States and localities that don’t want to participate in the national ID database being set up under their REAL-ID Act should act now to enact laws forbidding the use of their funding or deployment or use of their law enforcement officers to interfere with their residents’ air travel. “Sanctuary city” laws give them an easily-applied template for legislation. Make the Feds send in squads of Federal Marshals to do their own dirty work of REAL-ID Act enforcement if they want to punish residents of states they don’t think are sufficiently “compliant”. In the current political climate, we can imagine some states competing for the honor of “least compliant” with Federal requests for them to restrict their residents’ rights.

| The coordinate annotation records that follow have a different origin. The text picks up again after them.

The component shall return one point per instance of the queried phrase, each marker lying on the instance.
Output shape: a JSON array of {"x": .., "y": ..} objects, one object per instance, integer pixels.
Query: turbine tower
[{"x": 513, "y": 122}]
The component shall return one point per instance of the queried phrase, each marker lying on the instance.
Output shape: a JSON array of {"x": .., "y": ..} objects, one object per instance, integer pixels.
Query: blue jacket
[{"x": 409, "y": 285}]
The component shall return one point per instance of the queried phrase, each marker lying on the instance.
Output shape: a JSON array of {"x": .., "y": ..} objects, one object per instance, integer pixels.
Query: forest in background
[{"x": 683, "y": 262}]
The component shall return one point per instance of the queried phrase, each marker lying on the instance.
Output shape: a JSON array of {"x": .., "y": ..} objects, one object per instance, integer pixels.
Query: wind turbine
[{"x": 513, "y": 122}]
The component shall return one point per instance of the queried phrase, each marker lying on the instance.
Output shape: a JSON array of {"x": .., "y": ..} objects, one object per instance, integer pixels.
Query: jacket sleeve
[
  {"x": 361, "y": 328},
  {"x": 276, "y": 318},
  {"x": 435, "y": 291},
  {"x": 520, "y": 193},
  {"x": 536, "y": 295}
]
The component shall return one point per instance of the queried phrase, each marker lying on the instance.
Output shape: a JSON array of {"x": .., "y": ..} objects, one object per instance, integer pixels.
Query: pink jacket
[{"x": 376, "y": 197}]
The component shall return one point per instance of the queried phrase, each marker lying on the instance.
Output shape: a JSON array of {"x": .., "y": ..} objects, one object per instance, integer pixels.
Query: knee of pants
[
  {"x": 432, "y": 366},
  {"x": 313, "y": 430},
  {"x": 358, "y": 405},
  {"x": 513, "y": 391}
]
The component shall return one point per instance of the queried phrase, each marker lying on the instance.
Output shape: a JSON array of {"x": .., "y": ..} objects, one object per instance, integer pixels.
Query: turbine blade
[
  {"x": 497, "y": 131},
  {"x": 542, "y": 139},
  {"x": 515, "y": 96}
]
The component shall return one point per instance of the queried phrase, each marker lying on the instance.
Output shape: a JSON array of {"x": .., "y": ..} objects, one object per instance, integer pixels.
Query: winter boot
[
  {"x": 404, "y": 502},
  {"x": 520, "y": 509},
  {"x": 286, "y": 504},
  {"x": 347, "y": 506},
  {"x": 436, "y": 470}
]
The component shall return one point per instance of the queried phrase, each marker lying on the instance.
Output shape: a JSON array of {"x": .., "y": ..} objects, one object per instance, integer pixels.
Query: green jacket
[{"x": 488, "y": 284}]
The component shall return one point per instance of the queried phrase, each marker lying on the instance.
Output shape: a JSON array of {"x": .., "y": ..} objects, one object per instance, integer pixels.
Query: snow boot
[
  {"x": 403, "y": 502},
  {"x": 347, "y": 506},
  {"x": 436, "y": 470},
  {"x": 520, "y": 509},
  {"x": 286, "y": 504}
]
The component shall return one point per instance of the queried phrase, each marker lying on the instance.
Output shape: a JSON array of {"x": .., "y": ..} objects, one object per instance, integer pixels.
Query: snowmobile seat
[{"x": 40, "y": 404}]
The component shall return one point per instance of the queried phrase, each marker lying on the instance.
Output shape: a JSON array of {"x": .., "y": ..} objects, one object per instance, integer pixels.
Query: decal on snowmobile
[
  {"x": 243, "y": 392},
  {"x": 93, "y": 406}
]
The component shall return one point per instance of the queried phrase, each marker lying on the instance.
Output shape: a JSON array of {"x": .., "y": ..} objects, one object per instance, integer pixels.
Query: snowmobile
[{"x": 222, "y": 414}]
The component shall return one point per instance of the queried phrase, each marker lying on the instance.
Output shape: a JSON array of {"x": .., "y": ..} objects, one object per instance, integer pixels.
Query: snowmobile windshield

State standing and willingness to sue to defend residents’ rights. Both Washington and Minnesota sued to defend their residents’ right to travel, using as one legal hook among others the interests of their state universities in associating and exchanging ideas with foreign teachers and students. They were joined by Massachusetts, Pennsylvania, New York, California, Connecticut, Delaware, Iowa, Illinois, Maryland, Maine, New Mexico, Oregon, Rhode Island, Virginia, Vermont, and the District of Columbia. The 9th Circuit upheld their standing to sue, on the basis of arguments that would apply equally to many other Federal measures that would impose document or permission requirements or other restrictions on the right of state residents to travel.
The REAL-ID Act and the right to fly without ID. The next battle in the fight for the right to travel will be over the convergence of the REAL-ID Act and TSA demands for ID to fly, as we discussed in comments we filed last month on the TSA’s back-door proposal for REAL-ID Act and ID-to-fly enforcement to begin with residents of states the DHS deems insufficiently compliant and who have don’t have other ID or who have lost or forgotten their ID or had it stolen.
For more than a decade, the fight between Federal and state governments over the REAL-ID Act has played out in legislative debates. Now that the outlines of the likely REAL-ID Act litigation are becoming clear, it’s time for states to prepare to defend their residents’ right to travel by common carrier. Interesting, one of the states with a strong bi-partisan consensus against participating in a national ID database, and which is currently debating what to do about the REAL-ID Act, Minnesota, is one of the states that led the litigation against the #MuslimBan Executive Order restricting travel. And Minnesota is far from alone: Few states have complied with the REAL-ID Act, or want to do so.
Rather than waiting until the Feds start trying to prevent residents of noncompliant states without ID from flying, as they are threatening to do starting in early 2018, states should start preparing their cases now, and bring preemptive Federal lawsuits to block Federal interference with their residents’ right to travel or Federal coercion of states to enforce restrictions on air travel by residents of blacklisted states. The litigation over restrictions on travel by citizens of blacklisted countries, and over immigration “sanctuary jurisdictions”, gives them a road map for these lawsuits.